Here is the guideline on how to best approach VM sizing for memory:
* When doing ad-hoc analysis the user will see green/yellow/red icons that tell her about the memory utilization on the backend. When yellow or red, clicking the icon will list temporary tables that can be deleted to free up memory. You can, of course, delete any other tables that you are not going to reference going forward. The tables can always be recreated if you need to at a later point.
* Ad hoc work could be for analysis or modeling. We cannot predict what resources the user may use (as that is the function of the complexity of the operation performed) or how they decide to reference previous tables. This is the very nature of interactive analysis or design. Hence, it is left to the user on how to manage memory.
* Xcalar Design provides hints to help the user to manage memory.

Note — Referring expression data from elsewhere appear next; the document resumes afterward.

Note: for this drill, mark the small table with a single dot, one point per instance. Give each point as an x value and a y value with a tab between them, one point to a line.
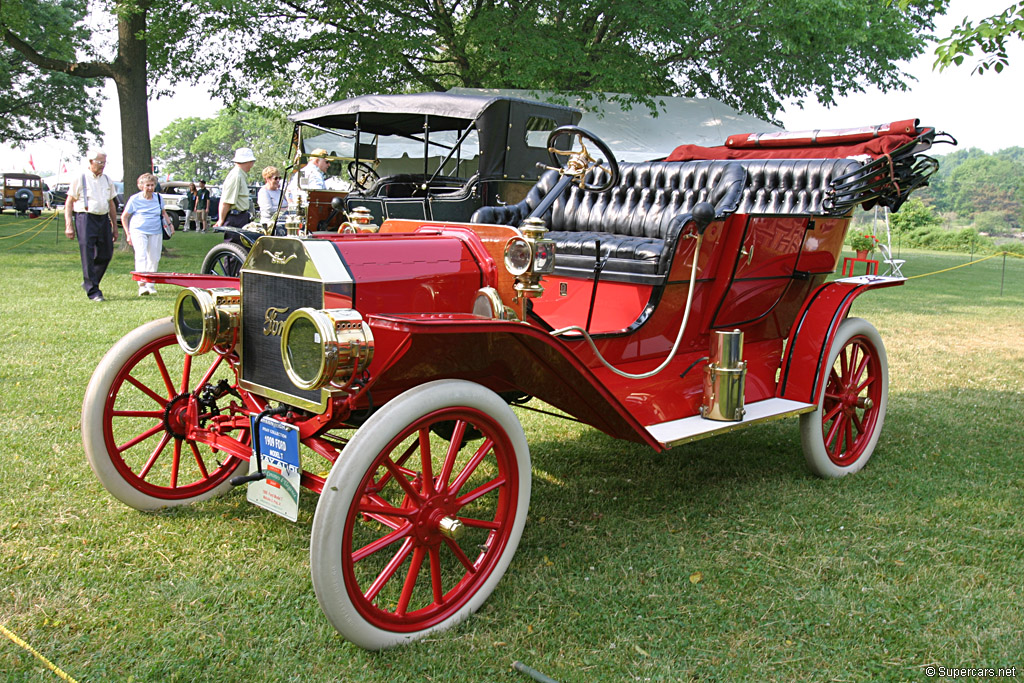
849	262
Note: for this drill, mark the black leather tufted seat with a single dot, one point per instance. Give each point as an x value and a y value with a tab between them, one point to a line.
637	222
790	185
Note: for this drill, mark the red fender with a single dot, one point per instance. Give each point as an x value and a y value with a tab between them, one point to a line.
185	280
813	332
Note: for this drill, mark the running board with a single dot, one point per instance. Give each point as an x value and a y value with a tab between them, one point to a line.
694	428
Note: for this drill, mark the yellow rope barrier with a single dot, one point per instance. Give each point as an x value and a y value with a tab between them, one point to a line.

* Being out of memory does not crash the system. Xcalar is robust. It just prompts you to housekeep your tables.
* When a dataflow is run in a batch fashion (OLAP style), we can handle all memory management ourselves. This is because we know the entire query/model/dataflow end-to-end. We can optimize the graph and manage resources like any optimizer would, say, as Oracle or SQL Server would.
* Your memory consumption is going to be a function of the complexity of the operations performed on your initial datasets. Modeling is done in memory for any number of rows up to a trillion. It does not use disk or flash because that affects interactivity.
* Batch jobs utilize the memory hierarchy -- DRAM, flash, disk, and utilize a lot less memory than when modeling. Less memory than optimal will mean the job will page more to disk but will still complete.
* We recommend providing 4-8X (as a multiple of the dataset being processed) for the amount of memory for ad hoc modeling work. For batch jobs 3X should suffice.
* Whether doing ad hoc or running batch jobs, doubling the memory should speed things up by close to 2X for most jobs as Xcalar demonstrates near liner performance including for relational compute. This is a good way to decide on how many VMs you need for a particular size of dataset, for the level of complexity needed to process it, and the kind of interactivity you desire. The more complex the processing (say, matrix multiplication), the more the demands on dynamic memory consumption.
* Xcalar scales with metadata and not data. The primary factor that determines memory consumption is the complexity of the algorithms. You may double your dataset but only need 20% more memory. It all depends on what you are doing. This means that with Xcalar you will use a lot fewer resources, and do things faster and more efficiently.